What is your graduation project about?
My graduation project deals with the disposal problem related to Danish nuclear waste created during the operation and decommissioning of the Risø Research Centre.
The issue is highly topical, since the current storage of the waste at Risø is highly inappropriate. Due to the condition of the concrete drums, which encase the radioactive waste, within a very short space of time (five years at the most), a decision needs to be taken about management of the waste.
The problem must be resolved with a depot: a building complex to house and encase our radioactive waste for the next several generations. The depot would be a unique edifice, whose distinctive and mysterious function would generate a great deal of debate.
My graduation project tackles the challenge and comes up with a concrete idea of how the disposal can be incorporated into a larger societal context. Storage of radioactive substances is a global problem that is associated with strong feelings. By looking at the issue from an architectural point of view, I hope that the work could be a monument that gave something back to its surroundings: in other words, providing a positive return in the shape of landscape and the dissemination of the subject of decommissioning, attracting people out into the beautiful countryside surrounding it – instead of being a burden on society!

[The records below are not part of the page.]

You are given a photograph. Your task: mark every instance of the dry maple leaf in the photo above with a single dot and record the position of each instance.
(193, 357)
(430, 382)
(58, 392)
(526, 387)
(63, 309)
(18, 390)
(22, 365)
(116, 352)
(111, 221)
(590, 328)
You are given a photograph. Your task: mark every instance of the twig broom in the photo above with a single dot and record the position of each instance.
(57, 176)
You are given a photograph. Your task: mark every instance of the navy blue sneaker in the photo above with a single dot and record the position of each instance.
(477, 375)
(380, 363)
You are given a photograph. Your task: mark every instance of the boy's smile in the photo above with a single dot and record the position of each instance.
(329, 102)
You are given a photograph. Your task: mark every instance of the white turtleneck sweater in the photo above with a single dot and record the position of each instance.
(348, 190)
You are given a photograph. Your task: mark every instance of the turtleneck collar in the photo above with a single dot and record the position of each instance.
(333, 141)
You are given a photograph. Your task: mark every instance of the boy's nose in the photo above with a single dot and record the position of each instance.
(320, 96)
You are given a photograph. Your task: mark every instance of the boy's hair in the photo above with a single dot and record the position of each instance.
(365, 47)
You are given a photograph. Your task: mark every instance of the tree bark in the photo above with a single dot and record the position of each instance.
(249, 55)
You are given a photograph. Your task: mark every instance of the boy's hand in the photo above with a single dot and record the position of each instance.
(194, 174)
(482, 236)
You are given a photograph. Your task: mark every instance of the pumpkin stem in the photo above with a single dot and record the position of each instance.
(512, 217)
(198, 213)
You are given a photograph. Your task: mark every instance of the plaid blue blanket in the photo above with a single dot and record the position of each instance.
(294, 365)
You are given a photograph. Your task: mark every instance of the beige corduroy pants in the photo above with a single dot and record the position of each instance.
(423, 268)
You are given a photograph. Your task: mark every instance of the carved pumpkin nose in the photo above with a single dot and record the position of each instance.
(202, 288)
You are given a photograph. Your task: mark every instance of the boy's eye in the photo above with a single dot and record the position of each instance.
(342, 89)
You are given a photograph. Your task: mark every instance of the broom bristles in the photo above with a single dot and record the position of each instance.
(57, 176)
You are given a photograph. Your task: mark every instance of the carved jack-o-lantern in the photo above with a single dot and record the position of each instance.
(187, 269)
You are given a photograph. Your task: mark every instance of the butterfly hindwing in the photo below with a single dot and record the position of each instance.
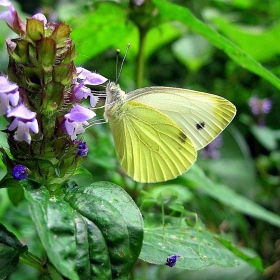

What would your graduation project mean for society, if it were realised?
Realisation of the project would turn a taboo social problem into an attraction, and a monument to show that a Danish model for an intermediate storage facility is the result of interaction between people and nature. Denmark has never deployed nuclear energy as part of the energy supply and therefore has only a small amount of waste. Consequently, it is the perfect place to initiate discussion about a modern vision of disposal. The problem is global and, even though the scale is different, the project’s ideas would have global relevance.
I think it is important for architects to dare to tackle tasks such as this! The task involves a large number of practical, structural and engineering challenges, but it is an issue that also has a substantial poetic dimension.
What is your strength as an architect?
I am very interested in telling stories through sketches, drawings and visualisations across analogue and digital media. A project can achieve great depth, if it is communicated strongly and accurately!
Where do you see yourself in five years’ time?
In the near future, I see myself in a Danish design practice.